NSight Profiling Crashes with error code (9)

joseph.john · October 7, 2022, 2:22am

I am trying to profile an application that asynchronously launches CUDA kernels on the GPU. But the profiling fails with the following error

==PROF== Profiling “potrf_alg2_set_info” - 1: 0%
==WARNING== Backing up device memory in system memory. Kernel replay might be slow. Consider using “–replay-mode application” to avoid memory save-and-restore.

==WARNING== Backing up device memory in system memory. Kernel replay might be slow. Consider using “–replay-mode application” to avoid memory save-and-restore.
…50%…100% - 73 passes
==PROF== Profiling “potrf_alg2_cta_upper” - 2: 0%…50%…100% - 71 passes

==ERROR== LaunchFailed

==ERROR== LaunchFailed
==PROF== Trying to shutdown target application
==ERROR== The application returned an error code (9).
==ERROR== An error occurred while trying to profile.
==PROF== Report: /home/mannaparambil/dplasma/build/profile.ncu-rep

Any suggestions as to what is happening?

dwoods · October 17, 2022, 8:36pm

Hello Joseph,
Thank you for your question on Nsight and I’m sorry you ran into this problem.
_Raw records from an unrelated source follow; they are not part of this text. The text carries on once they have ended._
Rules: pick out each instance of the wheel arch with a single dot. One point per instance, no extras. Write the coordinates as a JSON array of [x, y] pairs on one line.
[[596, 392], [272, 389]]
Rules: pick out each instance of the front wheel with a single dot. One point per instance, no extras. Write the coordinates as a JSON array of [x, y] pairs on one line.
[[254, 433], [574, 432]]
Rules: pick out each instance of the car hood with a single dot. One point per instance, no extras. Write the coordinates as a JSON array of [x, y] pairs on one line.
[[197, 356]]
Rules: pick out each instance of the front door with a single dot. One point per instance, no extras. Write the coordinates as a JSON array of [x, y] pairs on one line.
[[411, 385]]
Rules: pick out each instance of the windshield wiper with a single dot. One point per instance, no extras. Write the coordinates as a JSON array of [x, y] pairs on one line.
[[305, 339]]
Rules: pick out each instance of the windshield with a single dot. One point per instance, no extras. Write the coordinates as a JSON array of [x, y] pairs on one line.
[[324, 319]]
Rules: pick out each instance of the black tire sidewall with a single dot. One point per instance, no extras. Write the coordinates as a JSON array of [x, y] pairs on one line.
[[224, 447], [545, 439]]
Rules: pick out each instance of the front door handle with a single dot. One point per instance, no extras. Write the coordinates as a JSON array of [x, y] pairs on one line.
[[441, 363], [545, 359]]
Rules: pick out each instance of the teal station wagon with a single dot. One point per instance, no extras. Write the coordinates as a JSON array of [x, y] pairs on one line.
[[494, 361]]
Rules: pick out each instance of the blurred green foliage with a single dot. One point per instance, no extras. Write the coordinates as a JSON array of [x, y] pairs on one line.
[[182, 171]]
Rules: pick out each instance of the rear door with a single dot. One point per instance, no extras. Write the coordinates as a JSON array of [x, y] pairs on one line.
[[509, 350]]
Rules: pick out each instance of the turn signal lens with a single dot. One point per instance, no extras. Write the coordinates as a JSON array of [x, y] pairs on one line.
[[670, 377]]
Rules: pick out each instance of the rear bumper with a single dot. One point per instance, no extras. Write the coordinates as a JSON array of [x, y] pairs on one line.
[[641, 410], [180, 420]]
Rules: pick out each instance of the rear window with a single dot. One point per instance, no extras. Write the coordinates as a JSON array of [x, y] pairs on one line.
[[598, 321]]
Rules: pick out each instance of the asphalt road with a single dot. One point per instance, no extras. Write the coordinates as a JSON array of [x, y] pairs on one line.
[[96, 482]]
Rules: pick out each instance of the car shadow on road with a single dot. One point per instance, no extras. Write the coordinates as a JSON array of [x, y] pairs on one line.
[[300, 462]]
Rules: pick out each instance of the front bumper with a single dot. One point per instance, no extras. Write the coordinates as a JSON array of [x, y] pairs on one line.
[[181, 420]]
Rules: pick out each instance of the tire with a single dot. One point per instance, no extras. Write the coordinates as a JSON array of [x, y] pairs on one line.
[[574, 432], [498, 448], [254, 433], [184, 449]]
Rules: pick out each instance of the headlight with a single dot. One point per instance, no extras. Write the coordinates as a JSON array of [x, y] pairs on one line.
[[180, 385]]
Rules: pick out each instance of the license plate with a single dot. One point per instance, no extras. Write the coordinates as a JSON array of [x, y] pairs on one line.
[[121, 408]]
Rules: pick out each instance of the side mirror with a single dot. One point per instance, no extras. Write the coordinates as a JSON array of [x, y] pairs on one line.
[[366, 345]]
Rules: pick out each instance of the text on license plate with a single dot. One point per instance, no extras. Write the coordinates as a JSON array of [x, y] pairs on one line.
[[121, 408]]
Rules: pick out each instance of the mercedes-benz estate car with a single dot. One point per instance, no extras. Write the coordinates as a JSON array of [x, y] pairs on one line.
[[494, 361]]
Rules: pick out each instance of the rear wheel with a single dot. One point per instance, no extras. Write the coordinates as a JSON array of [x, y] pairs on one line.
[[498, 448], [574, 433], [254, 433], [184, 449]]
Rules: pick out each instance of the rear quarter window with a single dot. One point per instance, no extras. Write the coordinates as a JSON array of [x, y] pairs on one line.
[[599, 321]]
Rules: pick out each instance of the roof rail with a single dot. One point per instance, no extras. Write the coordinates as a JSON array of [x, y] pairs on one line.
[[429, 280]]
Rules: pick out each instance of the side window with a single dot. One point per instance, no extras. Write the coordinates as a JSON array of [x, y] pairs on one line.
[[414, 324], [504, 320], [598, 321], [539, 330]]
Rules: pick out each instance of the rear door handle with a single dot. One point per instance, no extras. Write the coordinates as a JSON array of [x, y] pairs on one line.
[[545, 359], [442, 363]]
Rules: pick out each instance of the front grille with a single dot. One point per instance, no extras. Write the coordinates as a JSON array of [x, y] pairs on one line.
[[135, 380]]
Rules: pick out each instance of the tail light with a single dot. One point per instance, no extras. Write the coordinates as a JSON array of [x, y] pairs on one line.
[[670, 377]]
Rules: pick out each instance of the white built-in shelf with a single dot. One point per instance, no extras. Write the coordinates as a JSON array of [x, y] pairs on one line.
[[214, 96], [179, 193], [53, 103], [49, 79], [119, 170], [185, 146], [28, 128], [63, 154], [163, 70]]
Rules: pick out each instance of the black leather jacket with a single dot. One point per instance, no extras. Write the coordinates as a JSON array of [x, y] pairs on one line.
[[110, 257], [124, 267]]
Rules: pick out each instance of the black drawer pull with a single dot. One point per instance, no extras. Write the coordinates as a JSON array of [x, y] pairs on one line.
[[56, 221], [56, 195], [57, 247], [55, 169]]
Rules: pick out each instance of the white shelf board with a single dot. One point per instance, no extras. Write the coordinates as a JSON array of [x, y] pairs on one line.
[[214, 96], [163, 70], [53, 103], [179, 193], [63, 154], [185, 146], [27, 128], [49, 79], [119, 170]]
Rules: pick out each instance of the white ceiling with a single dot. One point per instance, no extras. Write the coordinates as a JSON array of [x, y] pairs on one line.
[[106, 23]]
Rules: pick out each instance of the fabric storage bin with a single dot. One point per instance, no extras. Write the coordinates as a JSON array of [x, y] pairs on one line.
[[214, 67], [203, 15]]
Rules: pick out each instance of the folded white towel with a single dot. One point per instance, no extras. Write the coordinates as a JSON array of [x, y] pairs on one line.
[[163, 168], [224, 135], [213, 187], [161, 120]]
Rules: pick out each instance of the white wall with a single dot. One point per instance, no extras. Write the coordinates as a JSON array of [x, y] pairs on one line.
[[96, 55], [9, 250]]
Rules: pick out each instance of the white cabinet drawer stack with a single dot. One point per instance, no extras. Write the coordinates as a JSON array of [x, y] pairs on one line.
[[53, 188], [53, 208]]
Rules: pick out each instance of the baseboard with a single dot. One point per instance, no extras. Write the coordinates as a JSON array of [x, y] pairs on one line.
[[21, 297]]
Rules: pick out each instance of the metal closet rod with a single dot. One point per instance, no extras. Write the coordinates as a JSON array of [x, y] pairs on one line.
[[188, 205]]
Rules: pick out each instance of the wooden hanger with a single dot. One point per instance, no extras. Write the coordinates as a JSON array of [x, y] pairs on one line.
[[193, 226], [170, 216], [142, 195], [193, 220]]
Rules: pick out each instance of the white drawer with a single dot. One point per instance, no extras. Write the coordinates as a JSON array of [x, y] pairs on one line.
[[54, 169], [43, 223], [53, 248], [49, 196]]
I just want to clarify which Nsight product are you using. Are you using Nsight Graphics or a different Nsight product such as Nsight systems or Nsight Compute?
Regards,

agnieszka.lupinska · May 18, 2023, 2:00am

Hi, I am running Nsight Compute and I go the same error. What does the error code (9) mean?

The launch command:
ncu --set full --replay-mode range <binary>

$ ncu --version                                      
NVIDIA (R) Nsight Compute Command Line Profiler 
Copyright (c) 2018-2023 NVIDIA Corporation
Version 2023.1.1.0 (build 32678585) (public-release)
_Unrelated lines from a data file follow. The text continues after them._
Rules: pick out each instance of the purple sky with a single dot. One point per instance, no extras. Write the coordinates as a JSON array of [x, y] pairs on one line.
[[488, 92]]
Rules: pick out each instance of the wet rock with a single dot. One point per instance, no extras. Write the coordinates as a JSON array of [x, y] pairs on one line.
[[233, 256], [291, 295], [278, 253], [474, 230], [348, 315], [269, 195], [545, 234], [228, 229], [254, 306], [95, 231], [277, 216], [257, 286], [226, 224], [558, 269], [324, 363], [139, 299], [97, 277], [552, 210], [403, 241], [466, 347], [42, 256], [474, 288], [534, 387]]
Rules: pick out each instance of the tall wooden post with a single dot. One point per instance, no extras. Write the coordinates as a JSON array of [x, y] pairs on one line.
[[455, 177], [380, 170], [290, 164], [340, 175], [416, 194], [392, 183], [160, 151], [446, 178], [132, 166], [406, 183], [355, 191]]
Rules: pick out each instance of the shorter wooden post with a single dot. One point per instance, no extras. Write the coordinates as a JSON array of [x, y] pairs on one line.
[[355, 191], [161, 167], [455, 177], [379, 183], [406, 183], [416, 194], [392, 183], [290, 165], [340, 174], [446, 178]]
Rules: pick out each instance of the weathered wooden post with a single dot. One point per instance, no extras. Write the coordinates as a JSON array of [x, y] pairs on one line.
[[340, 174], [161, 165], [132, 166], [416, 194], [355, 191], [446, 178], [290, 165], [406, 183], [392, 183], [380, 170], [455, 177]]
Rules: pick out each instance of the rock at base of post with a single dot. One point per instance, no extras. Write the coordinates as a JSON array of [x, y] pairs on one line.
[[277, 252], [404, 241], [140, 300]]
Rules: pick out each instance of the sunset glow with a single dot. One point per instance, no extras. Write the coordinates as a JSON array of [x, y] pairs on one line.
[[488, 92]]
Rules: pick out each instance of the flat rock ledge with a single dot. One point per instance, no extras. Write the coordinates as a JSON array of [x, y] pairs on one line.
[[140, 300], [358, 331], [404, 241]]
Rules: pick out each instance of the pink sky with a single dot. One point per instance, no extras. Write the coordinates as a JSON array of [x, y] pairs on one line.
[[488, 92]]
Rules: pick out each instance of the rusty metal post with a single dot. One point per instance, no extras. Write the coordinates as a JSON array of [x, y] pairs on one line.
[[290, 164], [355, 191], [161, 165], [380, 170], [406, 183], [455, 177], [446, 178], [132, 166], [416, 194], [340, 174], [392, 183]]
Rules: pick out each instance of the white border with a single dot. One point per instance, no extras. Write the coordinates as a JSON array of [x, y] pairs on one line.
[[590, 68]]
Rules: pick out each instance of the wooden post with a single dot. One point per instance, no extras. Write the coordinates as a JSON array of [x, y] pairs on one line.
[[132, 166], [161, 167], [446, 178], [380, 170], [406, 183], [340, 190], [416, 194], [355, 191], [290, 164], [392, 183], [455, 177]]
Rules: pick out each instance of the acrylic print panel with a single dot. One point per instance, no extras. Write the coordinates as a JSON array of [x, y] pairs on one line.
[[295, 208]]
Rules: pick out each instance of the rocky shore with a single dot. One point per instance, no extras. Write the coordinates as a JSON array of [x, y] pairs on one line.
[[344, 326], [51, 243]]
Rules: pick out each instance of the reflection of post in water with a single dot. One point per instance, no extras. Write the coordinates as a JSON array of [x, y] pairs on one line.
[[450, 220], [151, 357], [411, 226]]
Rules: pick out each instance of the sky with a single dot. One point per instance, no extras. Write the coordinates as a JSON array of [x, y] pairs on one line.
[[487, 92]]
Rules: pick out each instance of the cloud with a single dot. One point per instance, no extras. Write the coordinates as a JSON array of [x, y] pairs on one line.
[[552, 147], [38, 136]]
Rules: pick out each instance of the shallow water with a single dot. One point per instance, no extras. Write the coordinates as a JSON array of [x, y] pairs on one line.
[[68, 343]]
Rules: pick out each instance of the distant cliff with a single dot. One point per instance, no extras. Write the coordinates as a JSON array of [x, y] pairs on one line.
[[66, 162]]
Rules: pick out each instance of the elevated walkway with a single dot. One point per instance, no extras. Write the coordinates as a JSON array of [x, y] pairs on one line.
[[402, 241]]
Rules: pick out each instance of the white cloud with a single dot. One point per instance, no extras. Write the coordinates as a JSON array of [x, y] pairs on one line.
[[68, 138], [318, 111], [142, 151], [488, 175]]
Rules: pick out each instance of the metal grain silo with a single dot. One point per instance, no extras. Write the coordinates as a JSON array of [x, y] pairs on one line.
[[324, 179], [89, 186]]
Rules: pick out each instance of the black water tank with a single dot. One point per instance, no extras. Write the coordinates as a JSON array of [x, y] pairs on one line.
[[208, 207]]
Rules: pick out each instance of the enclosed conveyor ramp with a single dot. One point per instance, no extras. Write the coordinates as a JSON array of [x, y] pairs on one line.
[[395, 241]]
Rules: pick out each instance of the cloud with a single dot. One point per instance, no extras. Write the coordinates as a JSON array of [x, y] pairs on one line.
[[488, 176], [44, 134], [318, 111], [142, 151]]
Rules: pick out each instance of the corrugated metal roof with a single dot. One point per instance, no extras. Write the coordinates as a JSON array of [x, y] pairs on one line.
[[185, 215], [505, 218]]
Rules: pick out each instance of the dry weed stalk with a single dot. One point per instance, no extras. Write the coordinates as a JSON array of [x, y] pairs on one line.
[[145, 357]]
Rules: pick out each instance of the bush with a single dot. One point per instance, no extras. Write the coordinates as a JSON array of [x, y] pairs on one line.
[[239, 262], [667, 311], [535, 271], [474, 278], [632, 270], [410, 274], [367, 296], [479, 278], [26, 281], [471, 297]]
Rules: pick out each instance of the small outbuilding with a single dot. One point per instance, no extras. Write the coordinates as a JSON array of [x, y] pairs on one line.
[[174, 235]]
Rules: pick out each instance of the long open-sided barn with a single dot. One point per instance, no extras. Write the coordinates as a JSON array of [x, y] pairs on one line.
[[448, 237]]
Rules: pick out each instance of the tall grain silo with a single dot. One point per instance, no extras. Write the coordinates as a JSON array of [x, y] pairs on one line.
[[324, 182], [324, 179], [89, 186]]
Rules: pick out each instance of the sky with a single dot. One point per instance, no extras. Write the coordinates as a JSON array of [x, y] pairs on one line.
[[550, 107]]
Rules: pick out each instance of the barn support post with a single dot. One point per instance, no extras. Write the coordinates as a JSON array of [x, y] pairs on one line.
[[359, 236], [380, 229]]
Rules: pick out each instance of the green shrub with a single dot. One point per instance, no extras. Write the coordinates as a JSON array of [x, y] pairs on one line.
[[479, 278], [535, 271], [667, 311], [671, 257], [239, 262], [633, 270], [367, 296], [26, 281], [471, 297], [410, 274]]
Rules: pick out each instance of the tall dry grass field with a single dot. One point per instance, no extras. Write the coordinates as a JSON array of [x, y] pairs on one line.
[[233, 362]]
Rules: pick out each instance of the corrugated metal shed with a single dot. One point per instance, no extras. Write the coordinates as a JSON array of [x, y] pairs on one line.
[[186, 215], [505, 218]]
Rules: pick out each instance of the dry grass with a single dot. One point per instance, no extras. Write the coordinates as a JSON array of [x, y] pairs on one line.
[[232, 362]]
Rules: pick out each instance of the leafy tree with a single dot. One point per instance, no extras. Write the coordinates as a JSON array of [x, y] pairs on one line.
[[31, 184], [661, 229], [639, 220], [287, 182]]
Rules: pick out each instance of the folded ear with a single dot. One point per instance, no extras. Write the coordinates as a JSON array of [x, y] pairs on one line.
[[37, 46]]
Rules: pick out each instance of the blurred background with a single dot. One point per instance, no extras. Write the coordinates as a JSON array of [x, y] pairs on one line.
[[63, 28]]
dwoods · May 18, 2023, 2:54pm

Hello,
Since this question is about Nsight Compute I will move your topic to the Nsight Compute Forum for our engineering team to follow up.
Thanks,

jmarusarz · May 18, 2023, 8:42pm

Nsight Compute stores and restores kernel state in memory in order to replay the kernel multiple times. That can double the memory footprint. To avoid this you can switch to application replay with “–replay-mode application”. This avoids the memory storage from needing to replay. Let me know if that solves your issue.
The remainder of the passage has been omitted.